Example Line:
"Stuff to be, together as one item",nextvalue,andanother,andso-on
When using splunk auto header detection and DELIMS="," this blows up and shifts the non-quoted fields back, and gives the values:
Field1: "Stuff to be
Field2: together as one item"
Field3: nextvalue
Field4: andanother
Field5: andso-on
Any way around this other than a massive regex? if if you did make a massive regex (we did actually), how would you make it cope with the following:
LINE1: "Stuff to be, together as one item",nextvalue,andanother,andso-on
LINE2: "Stuff to be, together as one item, and this stuff too, and there might be 10 of them...",nextvalue,andanother,andso-on
If you don't use the auto header detection (and presumably you stopped using this to try your regex solution) then, as far as I can see, CSV with double quoted fields works fine.
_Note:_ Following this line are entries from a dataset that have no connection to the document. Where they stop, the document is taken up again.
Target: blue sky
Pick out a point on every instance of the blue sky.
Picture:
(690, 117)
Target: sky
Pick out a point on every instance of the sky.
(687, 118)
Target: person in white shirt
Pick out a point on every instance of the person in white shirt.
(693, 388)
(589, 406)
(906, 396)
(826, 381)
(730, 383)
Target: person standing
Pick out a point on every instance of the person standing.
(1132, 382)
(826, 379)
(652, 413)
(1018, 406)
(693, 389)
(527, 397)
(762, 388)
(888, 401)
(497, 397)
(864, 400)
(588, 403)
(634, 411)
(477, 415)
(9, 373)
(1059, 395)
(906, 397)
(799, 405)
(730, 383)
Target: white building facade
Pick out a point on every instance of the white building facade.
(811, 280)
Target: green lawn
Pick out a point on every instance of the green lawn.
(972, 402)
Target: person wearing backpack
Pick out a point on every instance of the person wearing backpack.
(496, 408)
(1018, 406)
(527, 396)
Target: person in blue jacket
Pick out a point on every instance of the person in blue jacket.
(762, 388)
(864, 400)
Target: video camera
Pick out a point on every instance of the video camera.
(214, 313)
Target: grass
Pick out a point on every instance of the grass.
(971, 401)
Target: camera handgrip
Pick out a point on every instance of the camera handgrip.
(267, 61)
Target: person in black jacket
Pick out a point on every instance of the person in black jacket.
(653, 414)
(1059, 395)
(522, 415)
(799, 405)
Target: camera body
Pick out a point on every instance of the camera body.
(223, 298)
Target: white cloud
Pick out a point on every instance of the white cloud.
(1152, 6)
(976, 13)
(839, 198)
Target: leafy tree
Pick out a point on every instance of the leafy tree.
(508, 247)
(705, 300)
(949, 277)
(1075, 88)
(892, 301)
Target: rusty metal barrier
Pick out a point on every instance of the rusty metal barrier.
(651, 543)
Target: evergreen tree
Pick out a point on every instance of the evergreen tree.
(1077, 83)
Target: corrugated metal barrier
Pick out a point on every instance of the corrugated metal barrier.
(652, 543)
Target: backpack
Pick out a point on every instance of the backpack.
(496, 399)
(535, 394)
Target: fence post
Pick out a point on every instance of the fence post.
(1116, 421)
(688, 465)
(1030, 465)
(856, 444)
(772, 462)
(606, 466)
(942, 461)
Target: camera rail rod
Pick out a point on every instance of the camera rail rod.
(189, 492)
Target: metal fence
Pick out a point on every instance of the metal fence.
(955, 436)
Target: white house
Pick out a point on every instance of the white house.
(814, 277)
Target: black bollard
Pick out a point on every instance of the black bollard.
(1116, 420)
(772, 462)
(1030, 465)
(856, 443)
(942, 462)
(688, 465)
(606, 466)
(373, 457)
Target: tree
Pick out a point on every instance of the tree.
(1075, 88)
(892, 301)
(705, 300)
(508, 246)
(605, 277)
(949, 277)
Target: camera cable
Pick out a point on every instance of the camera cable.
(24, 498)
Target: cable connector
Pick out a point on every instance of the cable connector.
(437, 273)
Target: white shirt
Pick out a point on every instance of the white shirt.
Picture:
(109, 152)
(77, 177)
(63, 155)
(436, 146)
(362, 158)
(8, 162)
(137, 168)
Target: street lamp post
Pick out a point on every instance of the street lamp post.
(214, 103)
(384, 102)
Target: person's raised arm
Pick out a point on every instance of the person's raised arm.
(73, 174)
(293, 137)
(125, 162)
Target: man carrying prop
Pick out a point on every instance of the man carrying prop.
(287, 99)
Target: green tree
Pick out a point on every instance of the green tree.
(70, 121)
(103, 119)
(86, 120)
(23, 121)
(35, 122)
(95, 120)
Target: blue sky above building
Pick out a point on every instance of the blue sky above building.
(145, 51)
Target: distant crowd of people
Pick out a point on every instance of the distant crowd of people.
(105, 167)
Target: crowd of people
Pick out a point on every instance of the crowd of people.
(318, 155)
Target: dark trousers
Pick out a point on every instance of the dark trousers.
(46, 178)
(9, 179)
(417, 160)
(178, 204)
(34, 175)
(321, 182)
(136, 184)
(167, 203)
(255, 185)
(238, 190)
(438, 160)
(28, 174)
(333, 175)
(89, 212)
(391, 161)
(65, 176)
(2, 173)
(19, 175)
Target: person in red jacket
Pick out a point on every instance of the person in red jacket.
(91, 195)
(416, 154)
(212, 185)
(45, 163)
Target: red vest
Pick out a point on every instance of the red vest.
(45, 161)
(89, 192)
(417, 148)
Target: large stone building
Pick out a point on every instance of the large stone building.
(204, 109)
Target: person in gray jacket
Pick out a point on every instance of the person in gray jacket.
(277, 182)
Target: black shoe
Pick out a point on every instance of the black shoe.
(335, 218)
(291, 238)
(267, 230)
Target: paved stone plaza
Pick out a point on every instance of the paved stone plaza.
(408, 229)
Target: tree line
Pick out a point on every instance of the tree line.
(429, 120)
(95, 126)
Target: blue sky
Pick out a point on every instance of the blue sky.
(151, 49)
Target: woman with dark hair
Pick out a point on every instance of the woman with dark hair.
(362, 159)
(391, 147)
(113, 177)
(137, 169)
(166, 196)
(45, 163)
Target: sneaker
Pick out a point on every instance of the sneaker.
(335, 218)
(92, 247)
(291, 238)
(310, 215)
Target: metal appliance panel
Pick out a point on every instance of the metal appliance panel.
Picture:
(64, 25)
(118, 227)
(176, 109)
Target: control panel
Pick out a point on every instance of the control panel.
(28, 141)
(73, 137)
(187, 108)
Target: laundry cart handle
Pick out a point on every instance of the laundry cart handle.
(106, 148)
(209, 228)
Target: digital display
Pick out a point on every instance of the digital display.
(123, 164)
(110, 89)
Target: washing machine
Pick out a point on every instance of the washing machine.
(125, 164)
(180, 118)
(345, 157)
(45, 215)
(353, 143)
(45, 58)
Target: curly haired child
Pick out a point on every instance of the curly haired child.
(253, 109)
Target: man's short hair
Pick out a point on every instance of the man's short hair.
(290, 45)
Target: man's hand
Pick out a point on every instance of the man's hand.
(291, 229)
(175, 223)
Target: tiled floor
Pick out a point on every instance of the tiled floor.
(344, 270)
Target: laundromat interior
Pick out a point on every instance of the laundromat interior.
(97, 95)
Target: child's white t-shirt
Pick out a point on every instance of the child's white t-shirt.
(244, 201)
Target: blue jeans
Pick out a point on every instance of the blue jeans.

I've got a setup that has the following in props.conf:
[source::prelertanomaly]
CHARSET = UTF-8
MAX_TIMESTAMP_LOOKAHEAD = 10
TIME_FORMAT = %s
REPORT-prelert = prelertanomaly
the following in transforms.conf:
[prelertanomaly]
DELIMS = ","
FIELDS = _time, prelertreferencetime, prelertkey, prelertbucketsize, prelertfieldname, prelertfieldvalue, prelertbaselinerate, prelertcurrentrate, prelertbaselinemean, prelertcurrentmean, sparkline, prelertanomalyfactor, prelertprobability, prelertanomalysearchterms, prelertanomalywhereclause, prelertexamples, prelertmetricfield
and it quite happily handles records of this form:
1362673800,1362673800,unixcpu,300,count,count,3.995050,10,3.995050,10.000000,"##__SPARKLINE__##,1,0,0,1,0,0,1,0,0,1,0,0,1,0,0,1,0,0,1,0,0,1,0,0,1,0,0,1,0,0",0.000000,100.000000,,,,
Notice that the sparkline there has lots of commas in it inside the surrounding double quotes, and Splunk doesn't break it up. With my config and the specific event above Splunk extracted these fields:
host=davids-macbook-pro
sourcetype=stash
source=prelertanomaly
prelertanomalyfactor=0.000000
prelertbaselinerate=3.995050
prelertbucketsize=300
prelertcurrentrate=10
prelertfieldname=count
prelertfieldvalue=count
prelertprobability=100.000000
prelertreferencetime=1362673800
sparkline=##__SPARKLINE__##,1,0,0,1,0,0,1,0,0,1,0,0,1,0,0,1,0,0,1,0,0,1,0,0,1,0,0,1,0,0
time=1362673800
prelertkey=unixcpu
prelertcurrentmean=10.000000
prelertbaselinemean=3.995050
This works with Splunk 4.3.2 and 5.0.1 at least.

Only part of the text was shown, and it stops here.